Environ ce temps-là le feu prit au palais, et y dura quelques jours. Une quantité prodigieuse de cuivre, d’or, et d’étain y fut fondue, et il s’en forma une masse, dont on fit un grand nombre de vases, qui sont aujourd’hui fort estimés à la Chine, et d’un très grand prix.

L’année cinquante-deuxième du cycle, Suen tsong mourut âgé de trente-huit ans. Il eut pour successeur son fils aîné nommé Yng tsong.


YNG TSONG. Sixième empereur.
A régné quatorze ans.


Comme ce prince n’avait que neuf ans, il fut mis sous la tutelle de l’impératrice et du principal eunuque. Il commença par faire rebâtir les neuf portes de la ville impériale, et la troisième année de son règne il fit un édit, par lequel il défendait de rendre aucun honneur à Confucius dans les temples des idoles. Cependant les Tartares profitant de la jeunesse du nouvel empereur, firent de continuelles excursions dans les provinces de la Chine voisines de leur pays, et y exercèrent toutes sortes de brigandages.

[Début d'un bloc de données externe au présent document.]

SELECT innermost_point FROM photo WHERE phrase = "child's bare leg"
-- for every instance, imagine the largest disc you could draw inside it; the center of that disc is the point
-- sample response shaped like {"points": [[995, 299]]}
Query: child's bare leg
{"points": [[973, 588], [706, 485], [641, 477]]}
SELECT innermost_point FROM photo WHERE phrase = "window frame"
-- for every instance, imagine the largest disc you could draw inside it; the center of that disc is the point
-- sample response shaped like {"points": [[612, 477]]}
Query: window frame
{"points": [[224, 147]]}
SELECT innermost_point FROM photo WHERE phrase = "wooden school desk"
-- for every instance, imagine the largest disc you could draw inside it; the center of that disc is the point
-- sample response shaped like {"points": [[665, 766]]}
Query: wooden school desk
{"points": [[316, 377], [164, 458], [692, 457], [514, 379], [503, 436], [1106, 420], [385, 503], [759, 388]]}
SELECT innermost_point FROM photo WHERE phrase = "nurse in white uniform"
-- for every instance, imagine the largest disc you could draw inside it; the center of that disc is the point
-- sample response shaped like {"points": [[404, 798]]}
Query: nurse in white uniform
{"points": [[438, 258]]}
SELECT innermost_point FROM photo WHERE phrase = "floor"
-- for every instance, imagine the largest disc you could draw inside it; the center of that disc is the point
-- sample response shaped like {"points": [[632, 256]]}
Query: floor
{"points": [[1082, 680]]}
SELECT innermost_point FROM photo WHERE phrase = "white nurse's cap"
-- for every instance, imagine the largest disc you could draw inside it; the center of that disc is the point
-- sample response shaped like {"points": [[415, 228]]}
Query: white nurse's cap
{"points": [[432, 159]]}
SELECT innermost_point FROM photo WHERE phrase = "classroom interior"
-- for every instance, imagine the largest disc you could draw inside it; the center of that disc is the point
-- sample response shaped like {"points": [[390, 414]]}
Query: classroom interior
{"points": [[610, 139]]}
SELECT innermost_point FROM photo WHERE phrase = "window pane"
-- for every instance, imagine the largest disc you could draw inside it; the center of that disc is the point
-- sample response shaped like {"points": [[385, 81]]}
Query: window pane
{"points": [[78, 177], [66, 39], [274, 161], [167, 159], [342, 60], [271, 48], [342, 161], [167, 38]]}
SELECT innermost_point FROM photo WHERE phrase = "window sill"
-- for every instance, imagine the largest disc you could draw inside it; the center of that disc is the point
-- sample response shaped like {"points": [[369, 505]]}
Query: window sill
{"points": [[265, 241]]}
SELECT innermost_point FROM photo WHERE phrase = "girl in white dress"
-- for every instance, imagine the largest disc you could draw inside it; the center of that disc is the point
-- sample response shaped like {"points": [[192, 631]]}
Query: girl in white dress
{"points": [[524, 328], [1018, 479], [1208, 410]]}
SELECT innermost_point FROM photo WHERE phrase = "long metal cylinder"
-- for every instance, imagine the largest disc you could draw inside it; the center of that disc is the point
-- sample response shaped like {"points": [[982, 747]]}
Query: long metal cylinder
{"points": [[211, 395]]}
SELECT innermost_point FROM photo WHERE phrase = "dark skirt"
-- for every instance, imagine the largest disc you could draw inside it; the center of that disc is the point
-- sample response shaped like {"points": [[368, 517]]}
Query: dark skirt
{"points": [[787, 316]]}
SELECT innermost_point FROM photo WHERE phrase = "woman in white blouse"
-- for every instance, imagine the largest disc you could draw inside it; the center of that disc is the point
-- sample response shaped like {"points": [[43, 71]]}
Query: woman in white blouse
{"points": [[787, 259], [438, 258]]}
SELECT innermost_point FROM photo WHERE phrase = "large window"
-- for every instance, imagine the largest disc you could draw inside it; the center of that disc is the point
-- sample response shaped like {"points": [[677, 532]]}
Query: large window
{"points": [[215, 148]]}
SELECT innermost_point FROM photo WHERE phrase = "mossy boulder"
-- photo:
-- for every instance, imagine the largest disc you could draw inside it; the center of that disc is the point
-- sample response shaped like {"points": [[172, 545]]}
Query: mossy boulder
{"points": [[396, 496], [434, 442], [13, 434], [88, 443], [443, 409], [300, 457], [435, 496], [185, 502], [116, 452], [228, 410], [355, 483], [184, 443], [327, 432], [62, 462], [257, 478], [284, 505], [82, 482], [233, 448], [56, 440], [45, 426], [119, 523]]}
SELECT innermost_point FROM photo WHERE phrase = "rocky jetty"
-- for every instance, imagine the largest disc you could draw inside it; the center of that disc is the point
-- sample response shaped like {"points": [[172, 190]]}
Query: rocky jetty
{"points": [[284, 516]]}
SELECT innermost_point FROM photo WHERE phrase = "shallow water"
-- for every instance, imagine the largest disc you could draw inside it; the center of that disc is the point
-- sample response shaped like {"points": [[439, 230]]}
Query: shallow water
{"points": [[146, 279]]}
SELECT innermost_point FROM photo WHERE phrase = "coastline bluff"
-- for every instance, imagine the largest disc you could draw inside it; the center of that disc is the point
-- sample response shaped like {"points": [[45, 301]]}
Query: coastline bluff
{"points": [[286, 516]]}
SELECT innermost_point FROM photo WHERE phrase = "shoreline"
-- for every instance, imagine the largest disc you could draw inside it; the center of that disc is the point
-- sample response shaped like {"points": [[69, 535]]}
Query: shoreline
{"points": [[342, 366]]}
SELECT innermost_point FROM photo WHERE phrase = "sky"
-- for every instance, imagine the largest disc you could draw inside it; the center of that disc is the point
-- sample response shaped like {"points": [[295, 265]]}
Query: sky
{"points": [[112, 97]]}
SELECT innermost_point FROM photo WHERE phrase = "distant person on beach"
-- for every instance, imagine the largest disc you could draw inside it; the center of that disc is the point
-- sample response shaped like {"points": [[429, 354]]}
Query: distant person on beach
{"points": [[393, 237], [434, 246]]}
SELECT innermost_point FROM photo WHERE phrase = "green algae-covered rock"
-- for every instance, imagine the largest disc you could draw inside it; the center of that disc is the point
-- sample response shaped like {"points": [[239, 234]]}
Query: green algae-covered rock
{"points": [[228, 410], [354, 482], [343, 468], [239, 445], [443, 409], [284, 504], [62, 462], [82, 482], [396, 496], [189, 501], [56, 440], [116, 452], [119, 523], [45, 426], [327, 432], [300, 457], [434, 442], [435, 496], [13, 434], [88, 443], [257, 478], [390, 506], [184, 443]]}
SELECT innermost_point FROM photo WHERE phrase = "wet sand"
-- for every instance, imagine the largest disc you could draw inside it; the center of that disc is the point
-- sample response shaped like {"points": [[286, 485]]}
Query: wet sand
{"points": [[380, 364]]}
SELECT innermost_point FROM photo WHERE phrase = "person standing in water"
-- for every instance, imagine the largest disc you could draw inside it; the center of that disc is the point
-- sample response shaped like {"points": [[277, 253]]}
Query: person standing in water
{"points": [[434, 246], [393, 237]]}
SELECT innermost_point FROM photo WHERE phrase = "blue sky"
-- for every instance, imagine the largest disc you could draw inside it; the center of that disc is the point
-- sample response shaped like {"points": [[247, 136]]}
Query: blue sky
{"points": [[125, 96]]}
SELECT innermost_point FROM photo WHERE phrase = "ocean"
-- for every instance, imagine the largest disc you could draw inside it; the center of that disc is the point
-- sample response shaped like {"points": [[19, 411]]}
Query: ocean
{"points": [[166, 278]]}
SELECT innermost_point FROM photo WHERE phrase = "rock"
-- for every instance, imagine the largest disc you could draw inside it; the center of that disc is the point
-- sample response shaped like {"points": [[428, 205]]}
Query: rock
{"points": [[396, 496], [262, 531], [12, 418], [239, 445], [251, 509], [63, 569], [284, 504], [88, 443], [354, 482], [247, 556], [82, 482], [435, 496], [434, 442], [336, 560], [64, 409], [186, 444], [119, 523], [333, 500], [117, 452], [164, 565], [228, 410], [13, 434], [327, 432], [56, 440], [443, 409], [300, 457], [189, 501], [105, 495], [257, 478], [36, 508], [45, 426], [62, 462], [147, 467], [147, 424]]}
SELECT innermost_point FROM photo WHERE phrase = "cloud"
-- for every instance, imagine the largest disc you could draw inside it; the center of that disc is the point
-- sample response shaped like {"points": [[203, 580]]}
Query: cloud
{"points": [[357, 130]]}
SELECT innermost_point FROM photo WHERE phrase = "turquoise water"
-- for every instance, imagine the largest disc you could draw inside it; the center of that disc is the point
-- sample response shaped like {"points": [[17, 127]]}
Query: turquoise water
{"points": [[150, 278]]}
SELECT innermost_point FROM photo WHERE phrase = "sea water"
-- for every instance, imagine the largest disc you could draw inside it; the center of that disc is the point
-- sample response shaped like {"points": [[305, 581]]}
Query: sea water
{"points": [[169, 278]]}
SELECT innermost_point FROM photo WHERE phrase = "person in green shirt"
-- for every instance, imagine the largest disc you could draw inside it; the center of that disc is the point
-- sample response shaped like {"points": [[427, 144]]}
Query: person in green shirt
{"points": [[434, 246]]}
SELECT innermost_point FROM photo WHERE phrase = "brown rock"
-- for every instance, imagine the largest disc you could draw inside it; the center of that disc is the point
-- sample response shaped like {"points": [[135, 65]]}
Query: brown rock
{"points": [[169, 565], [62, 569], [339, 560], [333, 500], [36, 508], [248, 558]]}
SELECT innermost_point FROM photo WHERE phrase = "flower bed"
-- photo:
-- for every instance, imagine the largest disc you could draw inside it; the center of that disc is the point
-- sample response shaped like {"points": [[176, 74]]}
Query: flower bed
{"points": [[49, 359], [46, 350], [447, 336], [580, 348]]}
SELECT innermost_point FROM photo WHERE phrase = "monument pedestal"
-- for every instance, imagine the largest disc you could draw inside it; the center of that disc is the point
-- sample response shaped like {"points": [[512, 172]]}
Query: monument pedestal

Cycle LXIV. Année de J. C. 1444.

La sixième année de ce cycle, et la quatorzième de son règne l’empereur, tout jeune qu’il était, se mit à la tête d’une grosse armée, et marcha contre les Tartares au-delà de la grande Muraille. Mais cette armée s’étant fort affaiblie par la disette des vivres, ne put soutenir le choc de l’ennemi, et fut entièrement défaite. L’empereur fut fait prisonnier, et conduit dans le fond de la Tartarie.

Cette nouvelle consterna toute la cour. On mit sur le trône son fils, qui n’avait que deux ans, et on donna à cet enfant pour tuteur King ti, frère aîné du prisonnier, lequel usurpa bientôt, et le titre, et l’autorité d’empereur.

Cependant l’impératrice envoya quantité d’or, d’argent, et de soieries pour la rançon de l’empereur : le roi tartare reçut ce qu’on lui présenta, et fit conduire son prisonnier jusqu’aux confins de la Chine, comme s’il eût consenti à le rendre. Mais après quelques jours il trouva que cette rançon n’était pas proportionnée à la dignité d’un si grand prince, et il le ramena dans la Tartarie.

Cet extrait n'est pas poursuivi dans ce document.